Helge Thiis (16 August 1897 – 1 August 1972) was a Norwegian architect. He is most noted for service as head architect at the restoration of Nidaros Cathedral.

==Background==
Helge Thiis was born in Trondheim, Norway. He was the son of curator and museum director, Jens Thiis (1870–1942) and Ragna Vilhelmine Dons (1870–1939). The family moved to Kristiania (now Oslo) in 1908, when his father was appointed director at the National Art Museum (now the National Museum of Art, Architecture and Design).

Helge Thiis took his final examination in 1915 and began studying architecture at the Royal Institute of Technology in Stockholm, receiving his diploma in 1919. He worked 1920-23 as assistant architect for Arnstein Arneberg in Oslo, followed by architect Gunnar Asplund in Stockholm, and again in Oslo with the architectural firm of Andreas H. Bjercke (1883-1967) and Georg Eliassen (1880-1964). He was an art critic at the Norwegian daily newspaper, Nationen, from 1924 to 1929.

==Nidaros Cathedral Restoration==

Helge Thiis was head of the Nidaros domkirkes restaureringsarbeider (Nidaros Cathedral Restoration Work). In 1929, he had won the competition for the reconstruction of the design of the west front and central tower of the Nidaros Cathedral. It included the redesign of the main octagon tower, the helmet and the completion of the Nidaros Cathedral West Front.

Most of it was covered with recesses for statues in the French Gothic style. The reconstruction of Nidaros Cathedral thus became an important arena for many of the leading Norwegian sculptors. Many of Norway’s leading sculptors joined in creating the western façade, working for several decades. Thiis was appointed as the cathedral architect, a position he held from 1930 until his death in 1972.

==Personal life==
He was married to painter Greta Swendborg (1896-1982). Their daughter Tone Thiis Schjetne (1928–2015) was a sculptor. He was appointed Commander of the Royal Norwegian Order of St.

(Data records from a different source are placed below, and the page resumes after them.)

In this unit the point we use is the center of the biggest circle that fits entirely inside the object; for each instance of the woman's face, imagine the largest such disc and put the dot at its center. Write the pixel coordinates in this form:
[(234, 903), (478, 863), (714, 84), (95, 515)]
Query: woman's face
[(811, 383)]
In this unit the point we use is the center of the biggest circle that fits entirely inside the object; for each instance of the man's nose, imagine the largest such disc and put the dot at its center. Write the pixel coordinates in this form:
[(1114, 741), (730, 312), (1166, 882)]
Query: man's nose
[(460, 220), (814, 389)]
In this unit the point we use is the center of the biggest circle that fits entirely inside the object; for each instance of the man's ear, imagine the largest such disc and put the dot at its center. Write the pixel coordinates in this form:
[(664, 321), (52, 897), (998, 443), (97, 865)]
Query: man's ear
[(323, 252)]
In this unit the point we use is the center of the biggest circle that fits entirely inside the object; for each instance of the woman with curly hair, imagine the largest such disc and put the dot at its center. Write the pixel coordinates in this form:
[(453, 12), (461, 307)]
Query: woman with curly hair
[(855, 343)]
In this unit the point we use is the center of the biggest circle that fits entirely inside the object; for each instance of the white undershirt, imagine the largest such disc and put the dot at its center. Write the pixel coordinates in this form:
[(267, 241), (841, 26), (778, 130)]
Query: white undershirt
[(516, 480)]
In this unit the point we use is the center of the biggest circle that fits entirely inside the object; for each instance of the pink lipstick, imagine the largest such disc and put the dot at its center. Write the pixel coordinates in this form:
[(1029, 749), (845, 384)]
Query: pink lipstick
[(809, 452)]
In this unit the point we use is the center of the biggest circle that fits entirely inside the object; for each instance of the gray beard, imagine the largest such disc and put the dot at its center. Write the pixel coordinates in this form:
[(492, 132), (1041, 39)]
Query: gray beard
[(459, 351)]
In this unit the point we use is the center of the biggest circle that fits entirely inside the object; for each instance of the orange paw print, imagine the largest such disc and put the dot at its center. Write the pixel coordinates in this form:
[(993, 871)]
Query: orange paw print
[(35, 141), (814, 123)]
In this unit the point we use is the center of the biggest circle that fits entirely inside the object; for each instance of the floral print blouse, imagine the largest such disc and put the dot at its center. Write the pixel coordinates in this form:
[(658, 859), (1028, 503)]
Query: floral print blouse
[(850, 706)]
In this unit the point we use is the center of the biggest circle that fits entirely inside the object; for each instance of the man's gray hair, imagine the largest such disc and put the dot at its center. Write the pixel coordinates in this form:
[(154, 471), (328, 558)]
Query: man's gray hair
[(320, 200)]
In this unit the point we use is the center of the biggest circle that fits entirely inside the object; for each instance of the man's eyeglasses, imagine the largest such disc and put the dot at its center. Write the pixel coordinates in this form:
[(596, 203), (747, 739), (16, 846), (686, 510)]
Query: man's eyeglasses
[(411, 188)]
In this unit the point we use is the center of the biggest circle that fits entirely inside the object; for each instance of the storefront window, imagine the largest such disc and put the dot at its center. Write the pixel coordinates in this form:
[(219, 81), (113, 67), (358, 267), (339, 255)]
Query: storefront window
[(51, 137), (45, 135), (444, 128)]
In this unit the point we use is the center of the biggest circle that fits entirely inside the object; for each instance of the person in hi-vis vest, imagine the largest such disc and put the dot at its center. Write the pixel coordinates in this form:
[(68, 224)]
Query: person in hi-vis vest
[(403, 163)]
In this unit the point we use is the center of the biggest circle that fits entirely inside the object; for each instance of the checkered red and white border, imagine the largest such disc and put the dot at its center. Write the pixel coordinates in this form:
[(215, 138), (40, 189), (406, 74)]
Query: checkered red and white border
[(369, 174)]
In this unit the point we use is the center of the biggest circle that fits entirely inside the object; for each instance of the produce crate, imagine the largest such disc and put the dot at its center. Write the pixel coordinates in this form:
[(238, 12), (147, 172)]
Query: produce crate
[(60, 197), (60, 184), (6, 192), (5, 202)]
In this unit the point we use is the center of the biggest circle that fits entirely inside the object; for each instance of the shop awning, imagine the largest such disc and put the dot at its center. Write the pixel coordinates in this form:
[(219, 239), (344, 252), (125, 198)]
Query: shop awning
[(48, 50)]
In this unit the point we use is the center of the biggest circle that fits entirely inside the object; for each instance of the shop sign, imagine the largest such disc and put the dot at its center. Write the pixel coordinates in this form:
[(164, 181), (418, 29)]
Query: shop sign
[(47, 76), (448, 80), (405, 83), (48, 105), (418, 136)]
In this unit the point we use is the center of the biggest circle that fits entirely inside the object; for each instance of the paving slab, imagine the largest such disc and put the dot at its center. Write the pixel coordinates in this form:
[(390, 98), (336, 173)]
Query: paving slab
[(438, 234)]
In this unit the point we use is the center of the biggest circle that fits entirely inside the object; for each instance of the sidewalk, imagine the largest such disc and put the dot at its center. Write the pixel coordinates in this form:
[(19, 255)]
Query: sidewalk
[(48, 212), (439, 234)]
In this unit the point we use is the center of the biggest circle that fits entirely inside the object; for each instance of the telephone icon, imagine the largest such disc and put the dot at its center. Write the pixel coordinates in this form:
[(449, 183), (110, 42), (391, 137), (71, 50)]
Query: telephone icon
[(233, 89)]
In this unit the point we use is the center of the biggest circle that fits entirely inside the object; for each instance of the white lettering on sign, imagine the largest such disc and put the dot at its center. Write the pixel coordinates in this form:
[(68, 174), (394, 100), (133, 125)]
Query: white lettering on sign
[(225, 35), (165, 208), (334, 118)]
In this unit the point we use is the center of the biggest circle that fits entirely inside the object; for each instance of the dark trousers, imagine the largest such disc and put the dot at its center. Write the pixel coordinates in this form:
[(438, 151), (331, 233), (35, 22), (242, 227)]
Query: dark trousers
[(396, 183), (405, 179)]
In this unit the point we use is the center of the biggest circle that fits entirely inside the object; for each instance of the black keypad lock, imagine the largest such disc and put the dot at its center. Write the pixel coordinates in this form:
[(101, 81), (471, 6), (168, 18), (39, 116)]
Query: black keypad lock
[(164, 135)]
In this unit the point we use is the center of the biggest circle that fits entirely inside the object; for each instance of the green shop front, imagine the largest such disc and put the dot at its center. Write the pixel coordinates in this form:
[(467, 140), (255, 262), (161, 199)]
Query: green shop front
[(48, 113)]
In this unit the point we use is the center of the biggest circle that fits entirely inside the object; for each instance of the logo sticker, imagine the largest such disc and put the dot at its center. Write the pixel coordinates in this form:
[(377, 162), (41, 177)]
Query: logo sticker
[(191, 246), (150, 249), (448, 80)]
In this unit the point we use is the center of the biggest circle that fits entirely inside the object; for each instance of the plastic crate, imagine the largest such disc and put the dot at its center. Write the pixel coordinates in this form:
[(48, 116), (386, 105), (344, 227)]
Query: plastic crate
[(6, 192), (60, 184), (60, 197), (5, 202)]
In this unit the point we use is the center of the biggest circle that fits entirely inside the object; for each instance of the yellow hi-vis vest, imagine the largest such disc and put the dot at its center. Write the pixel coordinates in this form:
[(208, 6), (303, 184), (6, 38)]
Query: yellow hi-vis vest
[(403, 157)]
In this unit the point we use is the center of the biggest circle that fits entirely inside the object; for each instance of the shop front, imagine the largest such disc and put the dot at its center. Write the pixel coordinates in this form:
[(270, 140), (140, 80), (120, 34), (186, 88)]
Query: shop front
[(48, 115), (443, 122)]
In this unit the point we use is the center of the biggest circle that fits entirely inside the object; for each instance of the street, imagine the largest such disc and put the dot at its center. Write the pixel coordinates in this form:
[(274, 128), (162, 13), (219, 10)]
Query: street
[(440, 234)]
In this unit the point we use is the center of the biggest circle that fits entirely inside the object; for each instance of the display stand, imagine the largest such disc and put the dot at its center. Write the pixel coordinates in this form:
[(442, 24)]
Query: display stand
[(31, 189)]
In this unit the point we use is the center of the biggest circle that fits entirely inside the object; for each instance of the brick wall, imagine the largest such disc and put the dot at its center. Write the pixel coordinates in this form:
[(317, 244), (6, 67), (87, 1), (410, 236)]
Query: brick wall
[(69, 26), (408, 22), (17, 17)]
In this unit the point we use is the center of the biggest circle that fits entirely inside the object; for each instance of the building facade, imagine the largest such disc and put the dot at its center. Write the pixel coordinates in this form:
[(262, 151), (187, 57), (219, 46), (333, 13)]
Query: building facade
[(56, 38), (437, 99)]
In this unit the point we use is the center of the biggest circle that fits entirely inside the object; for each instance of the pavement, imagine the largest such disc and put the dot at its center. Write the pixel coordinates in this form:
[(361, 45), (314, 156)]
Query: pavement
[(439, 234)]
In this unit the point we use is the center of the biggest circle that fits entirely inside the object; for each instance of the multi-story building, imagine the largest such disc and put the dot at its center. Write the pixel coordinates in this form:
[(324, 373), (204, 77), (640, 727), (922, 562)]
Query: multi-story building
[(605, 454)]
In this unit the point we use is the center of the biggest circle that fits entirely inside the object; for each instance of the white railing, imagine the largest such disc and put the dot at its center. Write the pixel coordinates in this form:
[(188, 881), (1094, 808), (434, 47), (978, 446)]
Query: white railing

Olav in 1953.

==Other works==
- Residence for Professor Kristian Brandt, Oslo (1930)
- Reconstruction of Rein Church, on commission from the author Johan Bojer, Rein (1931)
- Own residence "Rogne", Trondheim, (1935)
- Residence for the Bishop in Trondheim, (1956)
- Residence for sculptor Tone Thiis Schjetne and Doctor Per Schjetne, Trondheim (1961)

==Other sources==
- Bakken, Arne Nidarosdomen – en Pilegrimsvandring (Aschehoug, Oslo: 1997) ISBN 82-03-22186-6.
- Danbolt, Gunnar Nidarosdomen, fra Kristkirke til nasjonalmonument (Andresen og Butenschøn, Oslo: 1997) ISBN 82-7694-024-2.
- Ekroll, Øystein Nidarosdomen - Vestfrontens skulpturer (Nidaros Domkirkes Restaureringsarbeiders forlag. Trondheim: 2006) ISBN 82-7693-061-1.